In a time in which the conversations regarding gender norms are shifting, I think it’s important to critically examine how our “guilty pleasure” movies and shows perpetuate narrow and often harmful ideas for how men and women should act, and how we internalize those messages.


A TED Talk from 2009 called “The Danger of a Single Story” recently made another round on the internet. The speaker, Chimamanda Ngozi Adichie, an author from Nigeria, talks about how having just one story about a person, place, or people group is incredibly limiting and can be harmful.


“The problem with stereotypes is not that they are untrue, but that they are incomplete," she says, adding that a single story “robs people of dignity."

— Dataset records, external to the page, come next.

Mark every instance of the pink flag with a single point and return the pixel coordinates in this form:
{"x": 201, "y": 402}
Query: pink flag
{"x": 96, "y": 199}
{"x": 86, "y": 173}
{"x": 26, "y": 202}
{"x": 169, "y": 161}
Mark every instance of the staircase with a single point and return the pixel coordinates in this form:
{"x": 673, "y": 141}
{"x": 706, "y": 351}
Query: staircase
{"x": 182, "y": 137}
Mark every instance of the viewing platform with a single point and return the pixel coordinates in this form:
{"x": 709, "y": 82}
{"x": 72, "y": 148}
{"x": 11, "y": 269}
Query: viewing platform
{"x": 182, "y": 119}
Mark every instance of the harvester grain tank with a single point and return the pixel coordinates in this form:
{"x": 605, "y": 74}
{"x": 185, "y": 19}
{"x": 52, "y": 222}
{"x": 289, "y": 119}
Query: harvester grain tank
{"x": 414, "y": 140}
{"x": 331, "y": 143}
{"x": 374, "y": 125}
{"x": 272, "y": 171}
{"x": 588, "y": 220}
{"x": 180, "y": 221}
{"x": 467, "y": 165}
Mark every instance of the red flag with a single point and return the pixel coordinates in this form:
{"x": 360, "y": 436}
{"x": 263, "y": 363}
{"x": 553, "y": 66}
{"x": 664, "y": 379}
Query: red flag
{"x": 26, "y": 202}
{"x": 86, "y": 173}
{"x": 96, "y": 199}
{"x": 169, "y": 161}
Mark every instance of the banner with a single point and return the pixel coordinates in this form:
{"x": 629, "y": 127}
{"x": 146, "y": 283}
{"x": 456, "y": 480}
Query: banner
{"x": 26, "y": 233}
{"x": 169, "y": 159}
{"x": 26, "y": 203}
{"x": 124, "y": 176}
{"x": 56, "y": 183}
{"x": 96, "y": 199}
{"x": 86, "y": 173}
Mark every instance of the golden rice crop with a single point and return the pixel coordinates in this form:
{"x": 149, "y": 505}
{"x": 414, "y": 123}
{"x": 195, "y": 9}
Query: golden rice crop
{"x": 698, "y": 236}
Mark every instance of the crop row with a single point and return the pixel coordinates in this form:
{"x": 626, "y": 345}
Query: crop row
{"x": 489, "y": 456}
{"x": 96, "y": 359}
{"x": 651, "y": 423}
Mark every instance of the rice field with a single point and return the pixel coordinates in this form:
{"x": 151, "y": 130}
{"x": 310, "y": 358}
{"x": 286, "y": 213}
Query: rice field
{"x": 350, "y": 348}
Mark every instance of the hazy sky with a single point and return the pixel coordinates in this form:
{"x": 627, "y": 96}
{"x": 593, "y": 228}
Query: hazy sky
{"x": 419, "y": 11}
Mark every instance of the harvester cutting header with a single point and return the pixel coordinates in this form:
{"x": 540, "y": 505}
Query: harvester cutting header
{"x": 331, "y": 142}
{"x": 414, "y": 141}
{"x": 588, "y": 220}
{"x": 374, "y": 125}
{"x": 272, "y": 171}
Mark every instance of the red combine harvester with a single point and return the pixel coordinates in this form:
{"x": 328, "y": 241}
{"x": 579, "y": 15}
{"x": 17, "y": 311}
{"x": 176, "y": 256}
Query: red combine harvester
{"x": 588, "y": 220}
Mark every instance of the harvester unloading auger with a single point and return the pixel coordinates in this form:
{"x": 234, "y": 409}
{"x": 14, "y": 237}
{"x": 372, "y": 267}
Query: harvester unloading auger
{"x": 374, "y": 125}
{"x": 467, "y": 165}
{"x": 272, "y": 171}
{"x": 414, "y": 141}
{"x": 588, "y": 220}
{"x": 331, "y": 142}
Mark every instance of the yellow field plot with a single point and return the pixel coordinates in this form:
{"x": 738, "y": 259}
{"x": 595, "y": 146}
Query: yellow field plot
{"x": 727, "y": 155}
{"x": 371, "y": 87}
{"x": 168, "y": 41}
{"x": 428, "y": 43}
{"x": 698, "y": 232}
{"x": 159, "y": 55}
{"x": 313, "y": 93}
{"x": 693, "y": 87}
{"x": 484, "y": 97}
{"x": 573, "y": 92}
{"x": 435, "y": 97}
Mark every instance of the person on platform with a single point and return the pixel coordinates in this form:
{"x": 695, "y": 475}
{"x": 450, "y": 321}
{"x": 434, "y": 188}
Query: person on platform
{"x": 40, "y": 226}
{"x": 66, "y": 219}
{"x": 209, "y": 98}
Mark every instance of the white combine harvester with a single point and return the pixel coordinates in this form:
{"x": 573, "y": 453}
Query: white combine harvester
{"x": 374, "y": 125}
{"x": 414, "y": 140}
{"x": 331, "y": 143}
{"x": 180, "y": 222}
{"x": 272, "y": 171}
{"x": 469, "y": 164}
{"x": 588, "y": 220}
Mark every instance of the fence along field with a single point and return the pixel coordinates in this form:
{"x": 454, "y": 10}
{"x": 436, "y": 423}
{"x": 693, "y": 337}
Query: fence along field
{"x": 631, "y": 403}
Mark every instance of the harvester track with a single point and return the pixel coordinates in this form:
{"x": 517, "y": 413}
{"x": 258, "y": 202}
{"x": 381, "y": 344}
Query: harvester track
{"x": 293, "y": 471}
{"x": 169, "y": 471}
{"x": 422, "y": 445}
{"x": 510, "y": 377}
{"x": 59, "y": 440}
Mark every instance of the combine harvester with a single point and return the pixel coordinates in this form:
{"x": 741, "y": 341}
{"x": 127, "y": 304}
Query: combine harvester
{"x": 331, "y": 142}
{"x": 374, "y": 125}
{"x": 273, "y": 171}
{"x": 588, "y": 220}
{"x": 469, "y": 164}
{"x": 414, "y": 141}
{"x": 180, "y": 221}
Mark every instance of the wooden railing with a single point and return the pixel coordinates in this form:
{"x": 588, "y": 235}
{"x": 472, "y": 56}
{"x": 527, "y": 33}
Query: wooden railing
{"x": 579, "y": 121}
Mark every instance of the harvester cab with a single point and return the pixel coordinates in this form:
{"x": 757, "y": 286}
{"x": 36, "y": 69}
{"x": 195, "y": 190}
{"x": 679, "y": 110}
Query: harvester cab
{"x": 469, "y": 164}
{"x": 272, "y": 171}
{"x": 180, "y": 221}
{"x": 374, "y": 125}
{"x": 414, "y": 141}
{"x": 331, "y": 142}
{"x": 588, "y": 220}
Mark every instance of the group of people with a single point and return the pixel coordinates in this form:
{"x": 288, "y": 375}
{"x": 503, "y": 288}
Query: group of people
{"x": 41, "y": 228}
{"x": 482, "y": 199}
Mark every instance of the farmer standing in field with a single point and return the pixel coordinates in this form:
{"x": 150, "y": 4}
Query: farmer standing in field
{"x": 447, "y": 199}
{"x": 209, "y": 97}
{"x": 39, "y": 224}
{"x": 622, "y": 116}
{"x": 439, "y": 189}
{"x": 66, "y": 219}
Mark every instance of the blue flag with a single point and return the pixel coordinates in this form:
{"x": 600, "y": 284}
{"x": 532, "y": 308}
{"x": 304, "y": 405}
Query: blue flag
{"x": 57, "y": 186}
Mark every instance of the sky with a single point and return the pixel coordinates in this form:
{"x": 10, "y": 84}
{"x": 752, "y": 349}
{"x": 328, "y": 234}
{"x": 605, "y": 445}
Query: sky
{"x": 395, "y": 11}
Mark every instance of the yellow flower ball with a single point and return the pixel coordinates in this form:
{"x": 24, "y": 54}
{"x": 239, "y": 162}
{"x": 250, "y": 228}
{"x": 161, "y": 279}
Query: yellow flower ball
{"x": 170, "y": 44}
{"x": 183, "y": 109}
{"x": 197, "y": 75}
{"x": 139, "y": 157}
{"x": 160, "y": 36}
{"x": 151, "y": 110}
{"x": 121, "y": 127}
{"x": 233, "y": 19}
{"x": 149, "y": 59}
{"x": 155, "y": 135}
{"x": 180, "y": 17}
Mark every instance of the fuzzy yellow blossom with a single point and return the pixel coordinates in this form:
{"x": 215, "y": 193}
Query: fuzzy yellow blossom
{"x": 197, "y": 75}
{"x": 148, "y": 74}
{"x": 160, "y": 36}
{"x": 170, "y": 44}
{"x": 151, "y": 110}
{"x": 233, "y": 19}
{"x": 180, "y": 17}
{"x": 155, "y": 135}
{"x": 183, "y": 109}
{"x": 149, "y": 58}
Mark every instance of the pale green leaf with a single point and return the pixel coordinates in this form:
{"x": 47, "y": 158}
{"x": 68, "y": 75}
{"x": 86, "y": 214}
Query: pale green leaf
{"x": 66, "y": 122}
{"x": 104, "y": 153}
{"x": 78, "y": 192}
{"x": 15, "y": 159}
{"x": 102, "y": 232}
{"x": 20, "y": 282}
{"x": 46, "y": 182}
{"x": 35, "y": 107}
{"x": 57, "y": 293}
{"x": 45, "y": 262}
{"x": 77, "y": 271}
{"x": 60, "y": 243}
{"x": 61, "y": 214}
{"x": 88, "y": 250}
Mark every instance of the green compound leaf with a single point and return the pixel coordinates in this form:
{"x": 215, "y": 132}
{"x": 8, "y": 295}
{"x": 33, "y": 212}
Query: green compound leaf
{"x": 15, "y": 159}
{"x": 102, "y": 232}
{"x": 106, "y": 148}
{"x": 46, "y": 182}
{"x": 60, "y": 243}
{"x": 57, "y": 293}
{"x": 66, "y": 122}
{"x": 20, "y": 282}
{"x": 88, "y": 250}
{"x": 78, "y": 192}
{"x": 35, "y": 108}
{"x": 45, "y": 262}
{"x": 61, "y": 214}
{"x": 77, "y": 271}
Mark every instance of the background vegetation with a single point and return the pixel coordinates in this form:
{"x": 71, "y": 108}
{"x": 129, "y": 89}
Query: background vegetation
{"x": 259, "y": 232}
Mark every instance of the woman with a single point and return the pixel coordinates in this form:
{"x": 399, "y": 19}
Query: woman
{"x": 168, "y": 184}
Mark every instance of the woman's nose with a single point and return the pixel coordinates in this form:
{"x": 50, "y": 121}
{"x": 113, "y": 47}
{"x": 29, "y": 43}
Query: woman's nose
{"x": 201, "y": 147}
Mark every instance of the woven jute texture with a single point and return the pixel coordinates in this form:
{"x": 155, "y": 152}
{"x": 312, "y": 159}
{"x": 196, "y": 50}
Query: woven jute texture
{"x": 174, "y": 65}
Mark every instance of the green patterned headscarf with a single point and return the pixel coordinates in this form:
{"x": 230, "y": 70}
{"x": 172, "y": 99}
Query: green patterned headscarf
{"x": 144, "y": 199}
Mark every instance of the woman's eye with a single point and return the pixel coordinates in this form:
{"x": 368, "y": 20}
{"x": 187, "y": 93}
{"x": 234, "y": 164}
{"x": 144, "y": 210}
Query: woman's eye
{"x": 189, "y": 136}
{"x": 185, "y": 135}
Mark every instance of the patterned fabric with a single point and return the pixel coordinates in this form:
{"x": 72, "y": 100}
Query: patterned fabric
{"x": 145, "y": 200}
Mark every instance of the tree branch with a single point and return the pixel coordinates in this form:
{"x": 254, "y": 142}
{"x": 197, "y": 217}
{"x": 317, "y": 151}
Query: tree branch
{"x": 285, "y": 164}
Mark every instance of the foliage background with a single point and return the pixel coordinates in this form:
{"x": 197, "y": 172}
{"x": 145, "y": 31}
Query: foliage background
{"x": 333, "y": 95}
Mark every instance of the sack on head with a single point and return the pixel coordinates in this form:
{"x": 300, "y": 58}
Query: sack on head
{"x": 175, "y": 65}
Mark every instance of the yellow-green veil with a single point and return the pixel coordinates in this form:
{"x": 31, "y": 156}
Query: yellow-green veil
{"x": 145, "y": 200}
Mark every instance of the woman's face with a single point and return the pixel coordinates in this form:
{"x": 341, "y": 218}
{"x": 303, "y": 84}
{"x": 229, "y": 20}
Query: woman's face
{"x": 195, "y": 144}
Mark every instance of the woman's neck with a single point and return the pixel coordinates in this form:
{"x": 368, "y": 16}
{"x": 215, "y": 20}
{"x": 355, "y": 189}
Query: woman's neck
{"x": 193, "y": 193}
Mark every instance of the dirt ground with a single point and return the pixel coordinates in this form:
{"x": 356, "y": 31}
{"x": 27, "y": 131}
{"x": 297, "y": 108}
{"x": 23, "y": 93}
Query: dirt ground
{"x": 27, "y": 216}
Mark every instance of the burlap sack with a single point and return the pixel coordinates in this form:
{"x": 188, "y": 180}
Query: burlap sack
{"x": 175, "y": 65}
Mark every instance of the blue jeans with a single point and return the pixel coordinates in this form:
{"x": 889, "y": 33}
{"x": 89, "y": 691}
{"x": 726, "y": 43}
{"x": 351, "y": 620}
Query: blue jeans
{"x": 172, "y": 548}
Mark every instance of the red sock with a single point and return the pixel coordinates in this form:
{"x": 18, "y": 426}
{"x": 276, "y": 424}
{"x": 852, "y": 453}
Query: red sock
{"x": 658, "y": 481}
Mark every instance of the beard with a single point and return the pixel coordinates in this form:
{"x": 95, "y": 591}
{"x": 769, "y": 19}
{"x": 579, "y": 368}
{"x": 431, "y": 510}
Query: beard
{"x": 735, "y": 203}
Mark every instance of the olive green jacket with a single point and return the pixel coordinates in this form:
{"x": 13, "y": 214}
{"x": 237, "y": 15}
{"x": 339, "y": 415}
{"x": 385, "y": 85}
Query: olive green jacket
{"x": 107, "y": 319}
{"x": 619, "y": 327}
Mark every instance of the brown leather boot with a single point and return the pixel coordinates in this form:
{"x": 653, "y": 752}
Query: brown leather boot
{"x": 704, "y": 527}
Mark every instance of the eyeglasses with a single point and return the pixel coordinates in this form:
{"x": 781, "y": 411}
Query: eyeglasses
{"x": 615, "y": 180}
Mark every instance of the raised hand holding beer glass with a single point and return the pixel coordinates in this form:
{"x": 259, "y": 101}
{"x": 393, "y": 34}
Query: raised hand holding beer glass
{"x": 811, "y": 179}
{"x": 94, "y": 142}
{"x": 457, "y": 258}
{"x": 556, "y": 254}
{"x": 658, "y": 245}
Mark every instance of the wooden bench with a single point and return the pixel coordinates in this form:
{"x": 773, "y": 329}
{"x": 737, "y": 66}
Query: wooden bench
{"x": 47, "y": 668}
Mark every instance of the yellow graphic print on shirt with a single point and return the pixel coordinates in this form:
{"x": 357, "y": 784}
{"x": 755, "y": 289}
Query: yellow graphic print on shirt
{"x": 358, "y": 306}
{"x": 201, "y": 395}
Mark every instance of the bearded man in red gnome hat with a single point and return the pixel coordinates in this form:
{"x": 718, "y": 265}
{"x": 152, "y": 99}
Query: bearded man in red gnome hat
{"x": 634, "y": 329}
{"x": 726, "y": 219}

And yet we use these incomplete portraits of people to form our identities and perceptions of one another. This is especially true when we look at how we perceive and construct gender. By forcing men and women into strict binaries and using media to define those behaviors, we miss the beautifully nuanced fullness of humanity. We end up trapped by the molds we’ve built for ourselves because that is how we see men and women behaving in the things we watch.


It is dangerous to downplay the role media has in shaping us. Media representation is powerful – just take a class with Dr. Weichbrodt and you’ll see what I mean. And the most powerful culture-shaper in our era of Netflix-binging is arguably film and television. As Dr. Weichbrodt loves to tell her students, we need to expand our visual archives, and to that I’ll add, not just our archives of images, but our film and media archives as well.


When all we have is a single story for how men or women should act, that is how men and women inevitably end up acting. And when that single story is inherently problematic, like the idea that men can get away with troubling behavior, or that women are incapable of doing wrong or need men to fulfill their lives, it limits us from the fullness of ourselves and ultimately prevents us from loving each other in the ways that we should.


This is why I loved the Gillette ad; it breaks a message that has been poured into men for decades that masculinity equals violence, ‘scoring’ with women, and elicits no consequences. Rather than being anti-men, as some have claimed, the ad is deeply pro-men. It is supportive of a better, healthier version of masculinity that holds itself accountable to unkind behaviors, empowers women rather than objectifying them, and displays a new story for men and boys who don’t fit into the traditional “tough guy” narrative of masculinity.


I believe that we need new kinds of stories like this for men and new kinds of stories for women in order to present a more honest, holistic picture of gender. We need to expand our media archives to include stereotype-breaking content in order to prevent ourselves from falling into a single-story version of gender. Ultimately, this will allow the beautiful fullness of what masculinity and femininity can be to break the narrow images we have of ourselves and others.